Kocasının söylediklerinden sonra morali bozuk, içi buruk halde Telethusa, tanrıça İsis’in tapınağına gider. Tanrıçaya kendisine yardım etmesi için yalvarır. Tanrıça İsis, Telethusa’ya görünür ve nasıl doğarsa doğsun çocuğu yaşatması karşılığında ona yardım edeceğinin sözünü verir.
Telethusa doğum zamanı geldiğinde bir kız dünyaya getirir. Adını da her iki cinsiyet için kullanılan İphis koyar. Çocuğunu bir erkek çocuk gibi yetiştirir. İphis okulda İanthe’ye aşık olur. İanthe de İphis’in bir kız olduğundan habersiz ona aşık olur. Zamanla aileler ikisini nişanlarlar.
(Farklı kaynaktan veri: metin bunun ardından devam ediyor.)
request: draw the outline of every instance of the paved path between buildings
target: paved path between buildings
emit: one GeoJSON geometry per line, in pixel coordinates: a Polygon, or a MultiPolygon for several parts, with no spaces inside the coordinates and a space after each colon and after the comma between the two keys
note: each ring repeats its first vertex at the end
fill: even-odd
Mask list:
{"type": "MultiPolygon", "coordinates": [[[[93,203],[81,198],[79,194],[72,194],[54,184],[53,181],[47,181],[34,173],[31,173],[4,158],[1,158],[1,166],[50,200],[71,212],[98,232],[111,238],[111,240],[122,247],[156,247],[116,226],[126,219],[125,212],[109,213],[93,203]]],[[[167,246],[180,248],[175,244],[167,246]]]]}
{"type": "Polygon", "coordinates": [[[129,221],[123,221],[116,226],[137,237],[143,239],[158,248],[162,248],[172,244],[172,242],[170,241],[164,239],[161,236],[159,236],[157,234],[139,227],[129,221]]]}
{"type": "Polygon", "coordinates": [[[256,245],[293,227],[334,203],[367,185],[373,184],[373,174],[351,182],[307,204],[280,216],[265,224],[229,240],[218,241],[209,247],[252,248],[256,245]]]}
Düğün yaklaştıkça İphis’in içini bir endişe sarar. Çünkü sevgilisi İanthe onun tam bir erkek olmasını bekler.
Sırlarının açığa çıkmasını istemeyen anne Telethusa kızını alıp tanrıça İsis’in tapınağına götürür. İphis nişanlısını hayal kırıklığına uğratmak istemediğini tanrıçaya dualarla anlatır. Günlerce gözyaşı döktükten sonra tanrıça İsis verdiği sözü tutmanın zamanı geldiğini anlar.
İphis tapınaktan tam bir erkek olarak çıkar ve düğün eksiksiz olarak gerçekleşir. Sevgilisi İanthe ile evlenir.